American television actor and producer

Jock William Gaynor (September 14, 1929 – April 2, 1998) was an American television actor and producer. He was known for playing the role of Deputy Marshal Heck Martin in the first season of the American western television series Outlaws.

== Life and career ==
Gaynor was born in Queens, New York, the son of Louise and Ira. His father was a police officer. He was introduced to public performance by playing the piano as a child. Gaynor served in the United States Air Force from October 25, 1950 to February 25, 1954. He also worked as an artist, professional baseball player and stage designer, working on plays, stock companies and television programs. Gaynor began his acting career in 1960, joining the cast of western television series Outlaws for its first season as Deputy Marshal Heck Martin. He was not liked by other cast members, his character did not appeal to the viewers, and he only appeared in nine episodes before being replaced by Wynn Pearce.

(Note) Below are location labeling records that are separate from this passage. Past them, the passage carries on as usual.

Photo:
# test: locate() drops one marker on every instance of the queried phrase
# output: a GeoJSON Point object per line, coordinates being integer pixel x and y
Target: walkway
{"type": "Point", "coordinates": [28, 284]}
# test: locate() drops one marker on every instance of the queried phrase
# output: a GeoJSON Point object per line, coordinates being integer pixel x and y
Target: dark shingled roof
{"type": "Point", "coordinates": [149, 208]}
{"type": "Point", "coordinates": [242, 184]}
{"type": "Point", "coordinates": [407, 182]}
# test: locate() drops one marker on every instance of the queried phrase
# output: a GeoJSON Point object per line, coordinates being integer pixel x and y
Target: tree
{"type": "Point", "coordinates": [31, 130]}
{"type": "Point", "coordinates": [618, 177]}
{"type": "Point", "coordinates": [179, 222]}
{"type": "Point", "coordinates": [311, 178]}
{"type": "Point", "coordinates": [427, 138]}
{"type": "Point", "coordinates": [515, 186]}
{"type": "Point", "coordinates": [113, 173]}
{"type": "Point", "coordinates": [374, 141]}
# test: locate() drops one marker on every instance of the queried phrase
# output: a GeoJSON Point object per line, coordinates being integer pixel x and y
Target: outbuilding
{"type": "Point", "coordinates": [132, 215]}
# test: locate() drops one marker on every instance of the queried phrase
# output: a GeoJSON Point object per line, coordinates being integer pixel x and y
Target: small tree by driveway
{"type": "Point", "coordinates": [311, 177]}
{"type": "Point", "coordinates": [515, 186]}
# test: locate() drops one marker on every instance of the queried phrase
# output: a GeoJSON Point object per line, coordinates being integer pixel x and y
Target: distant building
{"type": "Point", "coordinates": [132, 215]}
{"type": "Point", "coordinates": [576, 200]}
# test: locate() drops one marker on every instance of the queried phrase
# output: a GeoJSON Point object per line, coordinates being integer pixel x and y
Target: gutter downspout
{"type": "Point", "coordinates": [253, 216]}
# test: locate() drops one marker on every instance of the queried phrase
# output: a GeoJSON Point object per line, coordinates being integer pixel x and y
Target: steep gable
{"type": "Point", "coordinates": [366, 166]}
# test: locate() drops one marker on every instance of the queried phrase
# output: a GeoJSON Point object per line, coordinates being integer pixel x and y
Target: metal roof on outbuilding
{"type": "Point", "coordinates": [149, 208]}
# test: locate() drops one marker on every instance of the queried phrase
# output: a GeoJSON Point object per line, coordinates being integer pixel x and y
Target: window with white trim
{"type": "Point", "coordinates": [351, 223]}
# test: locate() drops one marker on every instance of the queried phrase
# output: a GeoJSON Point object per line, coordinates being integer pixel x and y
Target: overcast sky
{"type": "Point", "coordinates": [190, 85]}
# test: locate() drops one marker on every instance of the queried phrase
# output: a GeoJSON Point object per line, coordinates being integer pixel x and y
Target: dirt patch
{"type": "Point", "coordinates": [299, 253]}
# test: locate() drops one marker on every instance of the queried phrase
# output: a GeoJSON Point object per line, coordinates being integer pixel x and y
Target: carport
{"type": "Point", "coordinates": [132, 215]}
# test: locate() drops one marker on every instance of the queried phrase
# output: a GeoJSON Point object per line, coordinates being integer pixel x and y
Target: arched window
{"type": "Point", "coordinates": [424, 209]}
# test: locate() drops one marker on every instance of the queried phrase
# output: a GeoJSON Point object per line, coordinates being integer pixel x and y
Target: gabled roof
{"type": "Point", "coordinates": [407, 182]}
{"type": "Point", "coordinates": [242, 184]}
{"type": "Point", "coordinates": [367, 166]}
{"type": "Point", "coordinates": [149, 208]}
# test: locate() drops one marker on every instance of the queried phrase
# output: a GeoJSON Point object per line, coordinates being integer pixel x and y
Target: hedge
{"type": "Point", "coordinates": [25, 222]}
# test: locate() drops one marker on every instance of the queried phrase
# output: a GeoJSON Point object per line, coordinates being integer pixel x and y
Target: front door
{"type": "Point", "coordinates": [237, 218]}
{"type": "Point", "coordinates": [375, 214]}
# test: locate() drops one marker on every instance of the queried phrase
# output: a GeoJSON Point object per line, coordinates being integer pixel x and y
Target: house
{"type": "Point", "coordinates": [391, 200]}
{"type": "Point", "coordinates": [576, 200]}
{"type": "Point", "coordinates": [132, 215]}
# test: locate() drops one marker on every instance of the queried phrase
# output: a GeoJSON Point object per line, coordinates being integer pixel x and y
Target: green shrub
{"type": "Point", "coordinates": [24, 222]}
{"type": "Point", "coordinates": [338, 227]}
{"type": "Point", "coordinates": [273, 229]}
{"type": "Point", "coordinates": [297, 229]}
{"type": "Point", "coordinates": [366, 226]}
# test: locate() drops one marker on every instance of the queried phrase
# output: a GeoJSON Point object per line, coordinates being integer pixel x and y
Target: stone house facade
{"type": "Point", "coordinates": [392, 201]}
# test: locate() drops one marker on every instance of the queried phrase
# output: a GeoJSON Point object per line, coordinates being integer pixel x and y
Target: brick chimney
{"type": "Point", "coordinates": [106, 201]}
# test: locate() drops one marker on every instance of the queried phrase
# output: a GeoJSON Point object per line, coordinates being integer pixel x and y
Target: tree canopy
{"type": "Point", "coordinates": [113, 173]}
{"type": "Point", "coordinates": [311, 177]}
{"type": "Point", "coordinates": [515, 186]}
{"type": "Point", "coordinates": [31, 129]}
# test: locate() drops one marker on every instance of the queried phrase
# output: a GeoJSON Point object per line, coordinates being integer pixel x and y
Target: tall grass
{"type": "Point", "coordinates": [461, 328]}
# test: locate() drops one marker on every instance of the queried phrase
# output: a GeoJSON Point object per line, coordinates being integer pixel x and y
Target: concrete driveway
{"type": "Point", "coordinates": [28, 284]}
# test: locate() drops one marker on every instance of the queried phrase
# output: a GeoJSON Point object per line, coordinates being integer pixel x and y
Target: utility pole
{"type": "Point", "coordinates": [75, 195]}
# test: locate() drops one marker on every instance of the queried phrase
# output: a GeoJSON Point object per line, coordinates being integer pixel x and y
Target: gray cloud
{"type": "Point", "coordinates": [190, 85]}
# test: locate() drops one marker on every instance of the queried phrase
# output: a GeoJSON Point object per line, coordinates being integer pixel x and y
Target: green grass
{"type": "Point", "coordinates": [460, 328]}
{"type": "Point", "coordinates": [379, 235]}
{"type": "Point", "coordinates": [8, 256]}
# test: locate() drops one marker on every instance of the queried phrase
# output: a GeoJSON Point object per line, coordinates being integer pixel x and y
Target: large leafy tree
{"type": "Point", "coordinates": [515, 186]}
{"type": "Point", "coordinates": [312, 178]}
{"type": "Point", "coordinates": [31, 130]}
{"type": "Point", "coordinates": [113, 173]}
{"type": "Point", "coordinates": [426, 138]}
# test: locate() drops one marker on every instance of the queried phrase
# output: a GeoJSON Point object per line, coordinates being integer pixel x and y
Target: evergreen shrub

Gaynor continued appearing in television programs, with his credits including Voyage to the Bottom of the Sea, Rawhide, Mission: Impossible, Batman, The Life and Legend of Wyatt Earp, The Invaders, Iron Horse, Coronet Blue and Colt .45. His only film credit was starring in the 1974 film The Deathhead Virgin. Gaynor also played the recurring role of Dr. William Scott in the television soap opera The Doctors. He retired in 1986; his last television credit being in Knight Rider.

== Death ==
Gaynor died on April 2, 1998 in Los Angeles, California, at the age of 68.